The cupriferous deposit lying north of the greenstone known as the "ash bed"—a name given to it by Mr. S. W. Hill in his geological reports, from its being composed of scoriaceous bowlders, held together in a pasty mass resembling volcanic ashes, as near as can be described. In some places it is largely amygdaloidal in its character; in others the scoriaceous bowlders predominate, appearing as though they had been ejected from some place and dropped in their muddy bed, and the whole solidified together. This deposit extends from near Copper Harbor to the Atlantic Mine, on the south side of Portage Lake, in Houghton County, varying in width from five to thirty feet. There is no copper found in the bowlders, but it is found generally through the cementing mass-often in the form called "shotted copper." This same bed extends the en­tire length of Isle Royale with a reverse dip, and on the reverse side of the greenstone range through the island. There is a perceptible amount of oxide of iron in the ash bed, supposed to have been oxydized in reducing the copper, attributed to the rapid changes in metamorphism causing such changes of the magnetic and voltaic relations existing between the various formations as to cause the de­posit of the copper in its native state. Much of the ancient mining was done on this vein.

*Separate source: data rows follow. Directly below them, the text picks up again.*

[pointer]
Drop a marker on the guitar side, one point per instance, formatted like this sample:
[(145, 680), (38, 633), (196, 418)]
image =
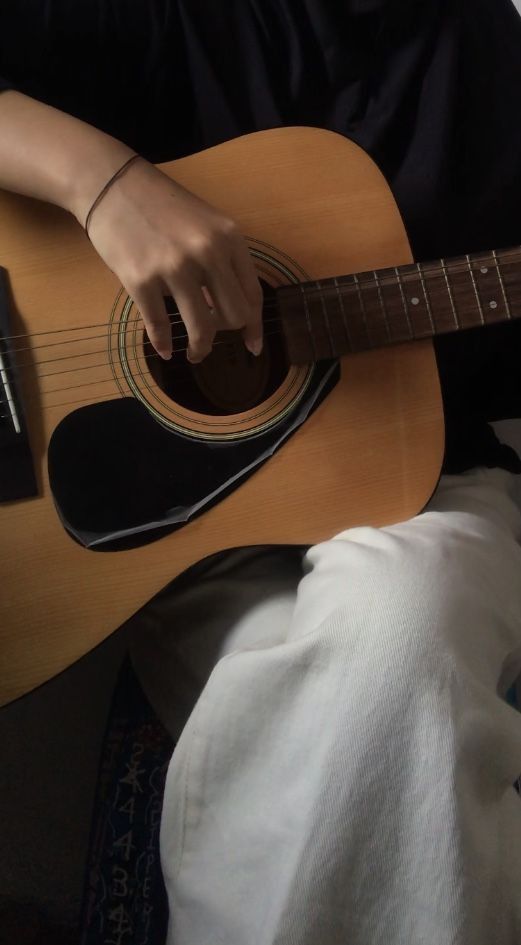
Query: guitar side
[(371, 453)]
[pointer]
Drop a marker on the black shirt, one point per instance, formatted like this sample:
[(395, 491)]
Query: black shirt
[(430, 88)]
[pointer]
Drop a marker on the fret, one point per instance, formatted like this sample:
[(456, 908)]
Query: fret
[(474, 286), (404, 301), (502, 284), (382, 303), (326, 319), (345, 322), (362, 308), (458, 294), (308, 321), (451, 297), (429, 312)]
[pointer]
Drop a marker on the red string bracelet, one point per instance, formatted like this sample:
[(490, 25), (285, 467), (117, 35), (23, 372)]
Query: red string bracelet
[(104, 189)]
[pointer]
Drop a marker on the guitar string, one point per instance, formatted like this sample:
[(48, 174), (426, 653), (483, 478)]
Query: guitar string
[(136, 326), (268, 306), (180, 382), (384, 282)]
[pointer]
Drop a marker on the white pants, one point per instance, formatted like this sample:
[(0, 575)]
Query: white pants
[(345, 777)]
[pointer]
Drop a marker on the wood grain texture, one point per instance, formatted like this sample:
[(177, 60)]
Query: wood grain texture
[(370, 454)]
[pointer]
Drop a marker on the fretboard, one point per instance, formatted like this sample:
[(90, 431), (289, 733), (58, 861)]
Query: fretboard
[(332, 317)]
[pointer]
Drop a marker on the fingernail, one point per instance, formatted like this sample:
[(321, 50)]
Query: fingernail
[(255, 346)]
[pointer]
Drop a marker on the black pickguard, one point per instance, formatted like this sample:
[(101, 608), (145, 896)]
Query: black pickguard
[(120, 479)]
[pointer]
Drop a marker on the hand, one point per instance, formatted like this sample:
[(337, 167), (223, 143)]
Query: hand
[(160, 239)]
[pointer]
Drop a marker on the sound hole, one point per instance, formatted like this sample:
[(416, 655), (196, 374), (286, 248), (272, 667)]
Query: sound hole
[(230, 379)]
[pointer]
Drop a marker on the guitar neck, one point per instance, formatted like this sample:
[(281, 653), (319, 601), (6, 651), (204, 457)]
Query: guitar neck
[(333, 317)]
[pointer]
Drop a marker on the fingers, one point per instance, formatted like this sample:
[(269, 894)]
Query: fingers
[(200, 323), (149, 299), (248, 280), (230, 285)]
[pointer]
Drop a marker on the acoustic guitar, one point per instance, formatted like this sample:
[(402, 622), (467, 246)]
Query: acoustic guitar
[(118, 470)]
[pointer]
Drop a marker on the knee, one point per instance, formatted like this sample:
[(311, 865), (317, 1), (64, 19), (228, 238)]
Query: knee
[(397, 598)]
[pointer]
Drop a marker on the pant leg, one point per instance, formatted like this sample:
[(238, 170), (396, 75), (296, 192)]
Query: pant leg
[(351, 781)]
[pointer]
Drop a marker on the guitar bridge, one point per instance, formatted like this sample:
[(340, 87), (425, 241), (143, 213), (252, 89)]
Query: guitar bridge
[(17, 478)]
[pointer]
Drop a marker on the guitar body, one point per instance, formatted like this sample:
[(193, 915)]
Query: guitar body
[(312, 205)]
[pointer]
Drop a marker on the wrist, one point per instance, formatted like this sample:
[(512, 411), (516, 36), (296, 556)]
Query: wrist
[(100, 162)]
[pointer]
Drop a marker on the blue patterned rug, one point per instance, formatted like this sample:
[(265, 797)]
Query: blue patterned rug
[(124, 900)]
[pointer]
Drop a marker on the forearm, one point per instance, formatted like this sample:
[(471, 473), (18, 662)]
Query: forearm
[(47, 154)]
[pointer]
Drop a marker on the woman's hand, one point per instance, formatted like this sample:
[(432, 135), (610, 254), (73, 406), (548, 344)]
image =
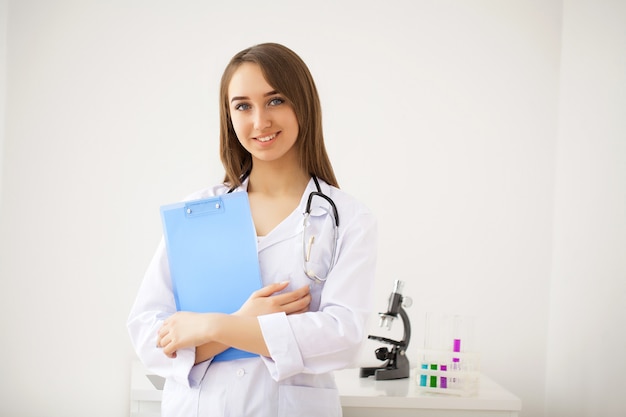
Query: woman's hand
[(263, 301), (183, 329), (186, 329)]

This ash-bed formation, to be profitably mined, requires to be worked upon an extensive scale; the immense amount of the deposit and the facility of mining it renders it almost certain of success when operations are undertaken on a magnitude with the amount of material required to make it pay.


The Catholic Churches in Keweenaw County are located at Eagle Harbor, the Cliff Mine and at Delaware.

The Church of the Holy Redeemer at Eagle Harbor was built in 1843-44 by Father Baraga, afterward Bishop Baraga. The first missionary, as the priests there were then called, was Louis Thielle.

The Church of the Assumption was built at the Cliff Mine in 1858.

The church in Delaware was built by Rev. Patrick Flanagan in 1863.

Services are held in Copper Harbor and at Eagle River in private houses, and in the schoolhouse at the Central.

The different priests who have officiated in Keweenaw County are as given in their order: Andrew Andolshek, Patrick Flannagan, John Brown, Matthias Orth, John Burns, Oliver Pelisson, Luke Mozini, Angelo Paginina and again for three years, Andrew Andolshek. There are now about one thousand five hundred Catholics in Keweenaw County, including heads of families and children.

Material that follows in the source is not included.